Esophageal cancer: Endoscopic therapy bests esophagectomy
In late stage I esophageal cancer, endoscopic therapy correlated with better improvements in cancer-specific survival compared with esophagectomy, according to results published in Gastrointestinal Endoscopy
“This advantage was more pronounced for patients treated after 2009, potentially because of increasing clinician expertise in performing ET and patient selection,” Justin C. McCarty, DO, MPH, from Harvard School of Public Health in Boston, and colleagues wrote.
Researchers used the Surveillance, Epidemiology and End Results (SEER) database to perform a retrospective cohort study of 2,133 patients with node-negative, superficial esophageal cancer who received treatment with endoscopic therapy (n = 772) or esophagectomy (n = 1,361).
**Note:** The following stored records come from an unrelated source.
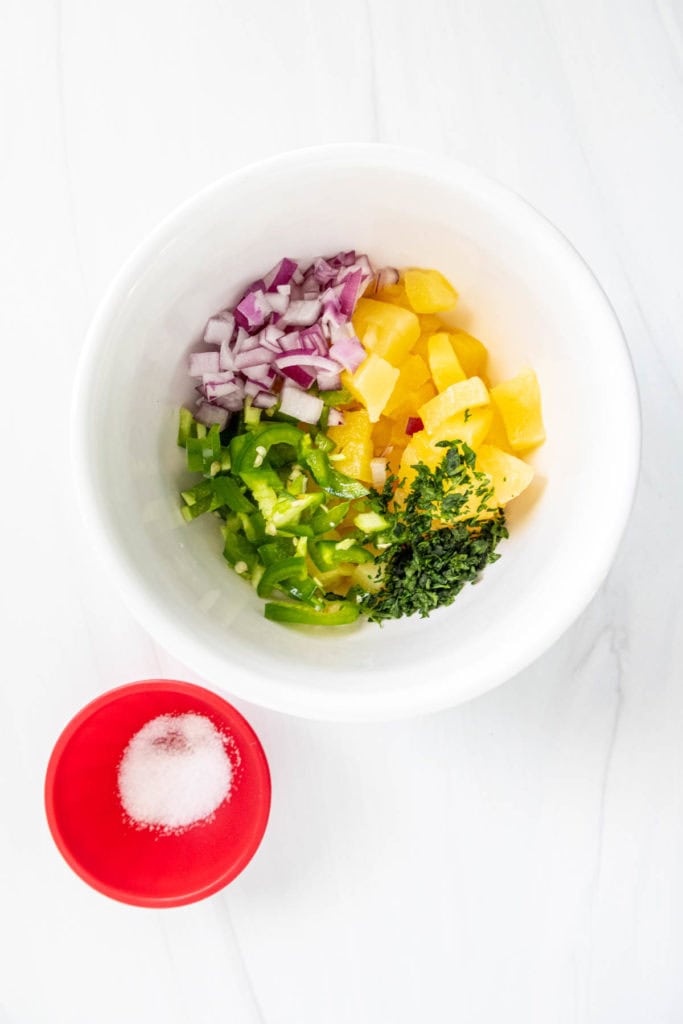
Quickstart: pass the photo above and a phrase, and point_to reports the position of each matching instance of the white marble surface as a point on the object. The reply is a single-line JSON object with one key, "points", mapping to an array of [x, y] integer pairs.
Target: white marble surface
{"points": [[518, 859]]}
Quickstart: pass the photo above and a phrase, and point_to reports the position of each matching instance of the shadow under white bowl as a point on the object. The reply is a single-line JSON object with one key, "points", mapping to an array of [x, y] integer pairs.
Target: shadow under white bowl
{"points": [[524, 291]]}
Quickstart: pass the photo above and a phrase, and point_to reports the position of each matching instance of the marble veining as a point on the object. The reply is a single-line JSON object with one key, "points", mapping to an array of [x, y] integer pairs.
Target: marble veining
{"points": [[515, 859]]}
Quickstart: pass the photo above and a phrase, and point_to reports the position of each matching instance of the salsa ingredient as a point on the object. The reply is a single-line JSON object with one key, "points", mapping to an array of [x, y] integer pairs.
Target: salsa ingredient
{"points": [[174, 772], [350, 443], [291, 328]]}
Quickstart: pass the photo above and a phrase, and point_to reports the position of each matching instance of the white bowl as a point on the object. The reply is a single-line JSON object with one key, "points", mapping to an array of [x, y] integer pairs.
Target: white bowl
{"points": [[524, 291]]}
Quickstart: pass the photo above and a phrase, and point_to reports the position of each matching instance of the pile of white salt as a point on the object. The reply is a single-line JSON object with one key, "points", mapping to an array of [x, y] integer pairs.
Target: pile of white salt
{"points": [[174, 772]]}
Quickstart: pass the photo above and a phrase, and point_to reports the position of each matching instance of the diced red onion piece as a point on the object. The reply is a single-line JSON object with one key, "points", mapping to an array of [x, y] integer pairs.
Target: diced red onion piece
{"points": [[325, 273], [303, 407], [378, 471], [232, 402], [226, 357], [208, 415], [278, 303], [339, 332], [204, 363], [269, 338], [301, 312], [349, 353], [297, 374], [329, 381], [244, 342], [252, 310], [261, 373], [252, 356], [290, 342]]}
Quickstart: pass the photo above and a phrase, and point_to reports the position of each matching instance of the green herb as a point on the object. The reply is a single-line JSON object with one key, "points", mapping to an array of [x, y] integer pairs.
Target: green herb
{"points": [[426, 567]]}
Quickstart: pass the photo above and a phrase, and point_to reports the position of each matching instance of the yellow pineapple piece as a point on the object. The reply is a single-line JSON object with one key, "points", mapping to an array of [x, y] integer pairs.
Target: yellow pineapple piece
{"points": [[386, 330], [372, 384], [469, 393], [518, 401], [471, 353], [443, 364], [509, 475], [428, 291], [413, 374], [354, 445]]}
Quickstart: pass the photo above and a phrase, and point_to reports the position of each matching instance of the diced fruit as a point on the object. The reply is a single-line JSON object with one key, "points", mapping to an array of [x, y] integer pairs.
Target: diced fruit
{"points": [[509, 475], [414, 373], [518, 401], [386, 330], [443, 363], [394, 294], [466, 394], [372, 384], [470, 426], [428, 291], [471, 353], [411, 403], [353, 440], [497, 435]]}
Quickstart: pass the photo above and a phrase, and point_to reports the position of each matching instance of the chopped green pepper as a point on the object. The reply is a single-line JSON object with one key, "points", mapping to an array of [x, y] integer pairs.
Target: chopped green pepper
{"points": [[335, 613], [287, 568]]}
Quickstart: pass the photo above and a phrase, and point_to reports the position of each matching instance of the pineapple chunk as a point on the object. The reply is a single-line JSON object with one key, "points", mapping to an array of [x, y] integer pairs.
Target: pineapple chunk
{"points": [[353, 440], [471, 353], [471, 426], [509, 475], [443, 363], [428, 291], [414, 373], [372, 384], [466, 394], [518, 401], [386, 330]]}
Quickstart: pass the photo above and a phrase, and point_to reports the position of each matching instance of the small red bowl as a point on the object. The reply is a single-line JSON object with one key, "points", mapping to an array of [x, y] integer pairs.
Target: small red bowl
{"points": [[139, 865]]}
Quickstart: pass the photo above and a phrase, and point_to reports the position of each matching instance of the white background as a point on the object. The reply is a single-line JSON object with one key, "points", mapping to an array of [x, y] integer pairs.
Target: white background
{"points": [[518, 859]]}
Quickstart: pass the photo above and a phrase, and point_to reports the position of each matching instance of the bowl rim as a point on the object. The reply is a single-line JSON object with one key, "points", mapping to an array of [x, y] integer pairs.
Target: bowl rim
{"points": [[357, 706], [225, 712]]}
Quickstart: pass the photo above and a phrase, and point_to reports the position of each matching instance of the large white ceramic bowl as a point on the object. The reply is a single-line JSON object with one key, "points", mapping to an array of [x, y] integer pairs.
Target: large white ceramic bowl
{"points": [[523, 290]]}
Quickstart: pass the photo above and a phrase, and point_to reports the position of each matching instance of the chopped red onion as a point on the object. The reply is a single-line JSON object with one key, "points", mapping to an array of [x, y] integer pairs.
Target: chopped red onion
{"points": [[378, 470], [329, 381], [253, 356], [302, 312], [264, 400], [296, 323]]}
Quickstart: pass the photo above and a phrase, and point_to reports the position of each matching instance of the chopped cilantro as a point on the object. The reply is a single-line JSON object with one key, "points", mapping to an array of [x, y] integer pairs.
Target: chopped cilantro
{"points": [[435, 547]]}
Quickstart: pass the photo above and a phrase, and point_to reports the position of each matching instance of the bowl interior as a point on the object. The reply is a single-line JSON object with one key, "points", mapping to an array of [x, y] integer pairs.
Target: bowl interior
{"points": [[139, 865], [523, 291]]}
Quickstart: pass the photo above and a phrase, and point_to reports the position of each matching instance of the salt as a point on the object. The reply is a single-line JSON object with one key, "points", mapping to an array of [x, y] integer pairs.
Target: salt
{"points": [[174, 772]]}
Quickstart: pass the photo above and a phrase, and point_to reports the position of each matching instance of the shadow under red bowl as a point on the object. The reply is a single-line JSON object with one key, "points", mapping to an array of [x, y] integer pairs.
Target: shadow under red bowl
{"points": [[139, 865]]}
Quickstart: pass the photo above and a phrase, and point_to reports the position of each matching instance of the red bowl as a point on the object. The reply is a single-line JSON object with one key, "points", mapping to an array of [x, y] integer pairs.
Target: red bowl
{"points": [[141, 866]]}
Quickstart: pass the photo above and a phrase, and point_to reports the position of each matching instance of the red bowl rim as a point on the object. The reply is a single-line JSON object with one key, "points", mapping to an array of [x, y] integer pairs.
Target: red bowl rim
{"points": [[224, 711]]}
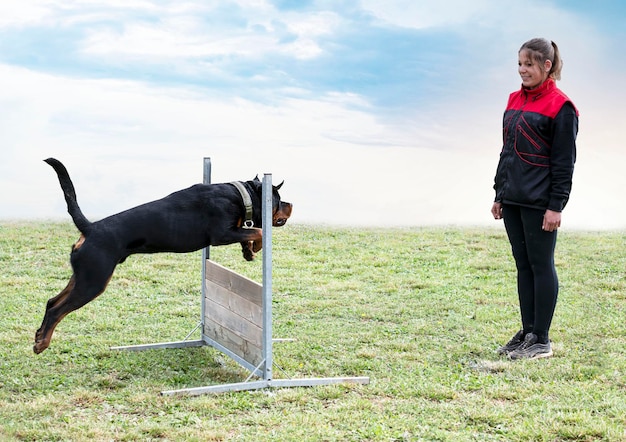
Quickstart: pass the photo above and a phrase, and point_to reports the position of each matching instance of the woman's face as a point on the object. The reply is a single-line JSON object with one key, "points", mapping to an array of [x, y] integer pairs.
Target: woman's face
{"points": [[532, 73]]}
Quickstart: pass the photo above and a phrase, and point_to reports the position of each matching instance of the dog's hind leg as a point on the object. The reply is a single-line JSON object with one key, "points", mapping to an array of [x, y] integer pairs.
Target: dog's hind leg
{"points": [[86, 284]]}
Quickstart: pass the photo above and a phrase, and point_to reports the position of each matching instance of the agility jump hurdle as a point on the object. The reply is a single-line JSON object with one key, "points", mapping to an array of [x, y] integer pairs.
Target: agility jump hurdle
{"points": [[236, 318]]}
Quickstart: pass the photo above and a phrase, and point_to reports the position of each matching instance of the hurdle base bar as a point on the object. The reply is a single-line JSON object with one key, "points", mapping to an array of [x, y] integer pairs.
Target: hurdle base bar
{"points": [[159, 345], [258, 385]]}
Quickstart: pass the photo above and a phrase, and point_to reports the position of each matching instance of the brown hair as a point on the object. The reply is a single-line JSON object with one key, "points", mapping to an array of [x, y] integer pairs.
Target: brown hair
{"points": [[541, 50]]}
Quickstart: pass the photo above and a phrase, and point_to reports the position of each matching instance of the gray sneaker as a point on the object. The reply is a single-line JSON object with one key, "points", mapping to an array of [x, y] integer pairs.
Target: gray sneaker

Investigators compared cancer-specific survival with competing-risk models and evaluated overall survival with Cox proportional hazards models. They also compared time periods 2004 to 2009 and 2010 to 2015 with subgroup analysis.
The unadjusted 5-year survival for cancer-specific death for ET was 87.7% vs. 82.4% for esophagectomy (P = .002), according to study data. Cancer-specific survival was greater in patients treated with ET compared with esophagectomy within the adjusted competing-risk model (sub-distribution hazard ratio [sHR] = 1.92; 95% CI, 1.35-2.74). The sHR for esophagectomy was 1.68 (95% CI, 1.07-2.66) between 2004 to 2009; however, the sHR for esophagectomy was 2.02 (95% CI, 1.08-3.76) between 2010 to 2015.
“Our results do not have sufficient power to determine a difference in this subgroup,” the researchers wrote. “However, on subgroup analysis of patients without missing data on tumor depth, the cancer-specific and overall survival benefit of ET persisted for patients with T1a and T1b tumors. Directly extrapolating the findings of this study to change treatment paradigms for other patients is not appropriate, but it is important to understand how current treatment strategies for stage I esophageal cancer using ET are improving survival.”